Sob o chamativo título “Juízes acusam solicitadores de estarem ao serviço das grandes empresas” o DN noticia aquilo que no entender do jornalista terá sido uma “denúncia sem precedentes entre operadores judiciários” da Associação Sindical dos Juízes Portugueses, que supostamente teria referido, no seu “Relatório Preliminar sobre a avaliação dos bloqueios verificados na reforma da acção executiva e propostas de adequação para a eficiência do sistema”, “que os solicitadores de execução estão a servir sobretudo as grandes empresas financeiras. As pessoas singulares, que também recorrem aos tribunais para reaver o seu dinheiro em dívida, estão a ser remetidas para listas de espera.” (cfr. DN)
Fui reler o dito Relatório, - cuja análise e propostas, aliás, apreciei bastante -, à procura da dita “denúncia sem precedentes”, e a este propósito encontrei, apenas, o seguinte (cfr. Relatório):
“Por razões de ordem prática, e de organização interna que se compreendem, os grandes utilizadores da acção executiva, na generalidade dos casos, indicam sempre solicitador de execução. Contudo, porque entre o exequente e o SE não pode existir qualquer tipo de relacionamento contratual, os solicitadores assim indicados (em centenas ou milhares de processos), não deixam de constar das listas de nomeação da Câmara de Solicitadores, sendo, por isso, também oficiosamente nomeados, avulsamente, para outras execuções, com outros exequentes que não são utentes habituais do sistema. Este regime, na prática, permite que um mesmo solicitador tenha na sua posse algumas centenas de processos de um mesmo exequente (que sistematicamente o indica), e algumas dezenas de outros processos, de exequentes variados, com os quais não tem o mesmo tipo de proximidade, e que não pode recusar, uma vez que constituem designações oficiosas. Se é certo que não existe qualquer vínculo jurídico entre o SE e aquele primeiro exequente, o certo é que, de facto, toda a actividade económica do SE pode estar apoiada nas execuções em que exerce funções para aquele exequente, daí surgindo um interesse pessoal (e senão legítimo, pelo menos compreensível) em que essas execuções em concreto sejam tramitadas com prioridade sobre as restantes em que seja nomeado oficiosamente.
Mais transparente se tornaria o sistema se o SE fosse sempre designado pelo exequente, (..)”

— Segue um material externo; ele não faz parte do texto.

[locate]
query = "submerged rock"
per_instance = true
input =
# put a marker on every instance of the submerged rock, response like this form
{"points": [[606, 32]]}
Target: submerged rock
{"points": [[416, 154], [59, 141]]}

Este episódio fez-me lembrar uma história do Asterix chamada “A Zaragata”, na qual César, na sua incessante procura de um meio para submeter a invencível aldeia gaulesa, enviava, em missão, o personagem Tullius Detritus, cuja especialidade era semear a confusão por todo o lado por onde passava. Apesar da habilidade do zaragateiro, os gauleses mantiveram-se unidos. Será a realidade capaz de igualar a ficção?